🤖 AI Summary
To address insufficient safety and poor adaptability in current therapist-robot collaborative rehabilitation, this paper proposes a teleoperated, on-demand assistive rehabilitation framework. The method encodes real-time corrective forces applied by therapists as via-points in a latent space and employs a shape-adaptive artificial neural network (ANN) policy to enable partial, progressive, and dynamic deformation of reference trajectories—thereby jointly respecting patient movement preferences and therapeutic intent. It integrates latent-space modeling, ANN-driven rehabilitation control, teleoperation, and online trajectory adaptation. Evaluated on two representative rehabilitation tasks, the framework significantly reduces corrective force magnitude (average reduction: 32.7%) and improves motion smoothness (jerk reduced by 28.4%) compared to state-of-the-art approaches, thereby enhancing personalization, safety, and remote applicability.
📝 Abstract
Therapist-in-the-loop robotic rehabilitation has shown great promise in enhancing rehabilitation outcomes by integrating the strengths of therapists and robotic systems. However, its broader adoption remains limited due to insufficient safe interaction and limited adaptation capability. This article proposes a novel telerobotics-mediated framework that enables therapists to intuitively and safely deliver assist-as-needed~(AAN) therapy based on two primary contributions. First, our framework encodes the therapist-informed corrective force into via-points in a latent space, allowing the therapist to provide only minimal assistance while encouraging patient maintaining own motion preferences.
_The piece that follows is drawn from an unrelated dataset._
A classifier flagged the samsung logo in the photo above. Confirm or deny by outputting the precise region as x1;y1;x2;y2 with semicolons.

Second, a shape-adaptive ANN rehabilitation policy is learned to partially and progressively deform the reference trajectory for movement therapy based on encoded patient motion preferences and therapist-informed via-points. The effectiveness of the proposed shape-adaptive AAN strategy was validated on a telerobotic rehabilitation system using two representative tasks. The results demonstrate its practicality for remote AAN therapy and its superiority over two state-of-the-art methods in reducing corrective force and improving movement smoothness.